La nouvelle entreprise, appelée Cerveceria Rio, exigera un investissement de 30 millions de dollars et s'installera certainement à Teculutan, dans la région de Zacapa. Elle produira, dans une première phase, un million d'hectolitres par année. La nouvelle brasserie occupera 300 salariés. C'est-à-dire la même quantité que ceux et celles qui perdront leur emploi si se confirme la fermeture de la brasserie de Paysandu.
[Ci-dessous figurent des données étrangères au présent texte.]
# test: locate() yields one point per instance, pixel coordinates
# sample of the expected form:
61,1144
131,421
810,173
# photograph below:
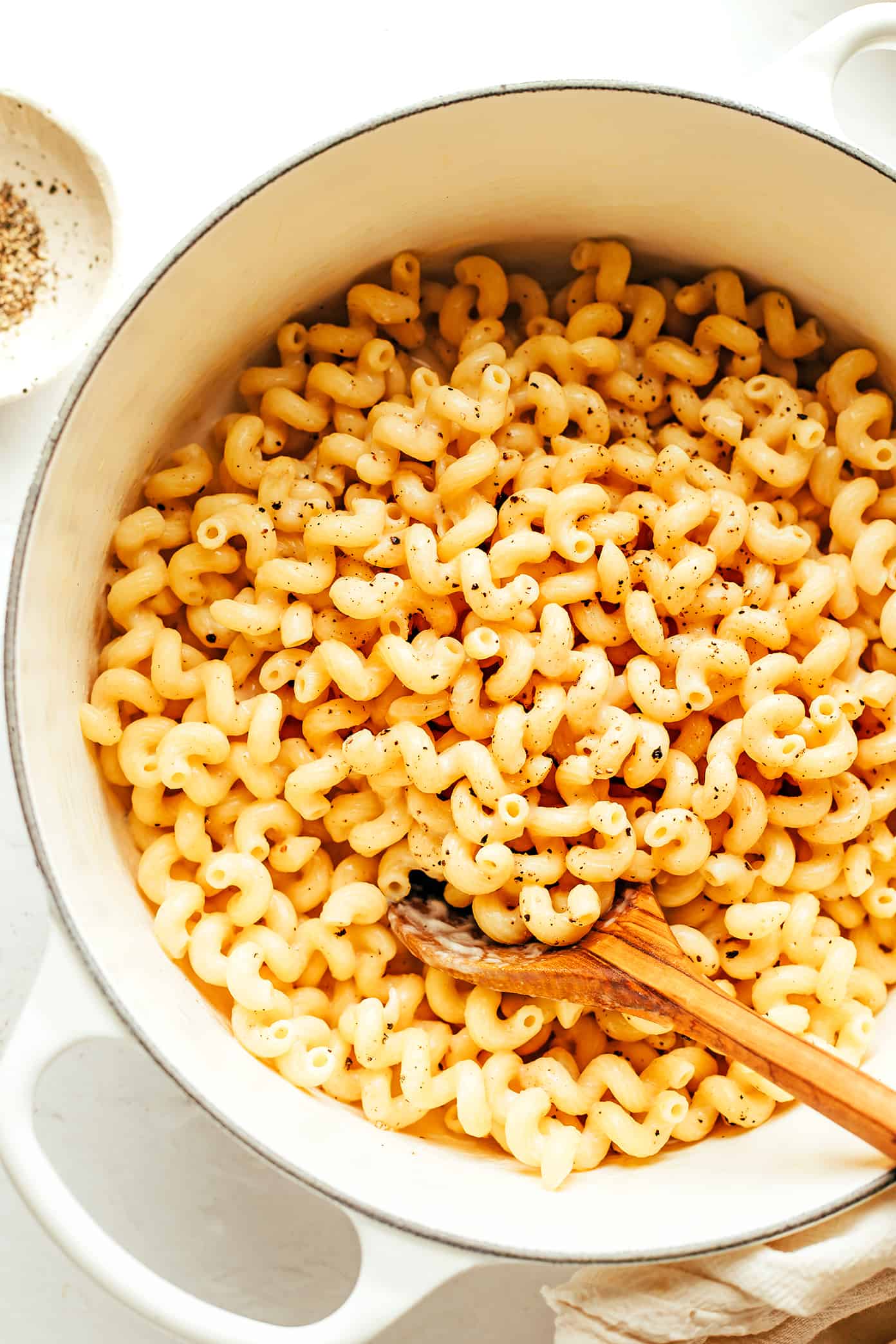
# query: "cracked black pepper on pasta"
520,596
José Raul Gonzalez Merlo, vice-président du holding Finanzas de Carcob, un économiste défenseur desdites lois du marché et du modèle économique néolibéral, a dit qu'il ne craignait pas la concurrence de la traditionnelle brasserie, Cerveceria Centro Americana – leader des ventes au Guatemala avec sa marque populaire Gallo. Il a ajouté qu'«avec la concurrence les marchés ne disparaissent pas, au contraire ils fleurissent parce qu'il y a divers segments de consommateurs qui, par le passé, ont été négligés».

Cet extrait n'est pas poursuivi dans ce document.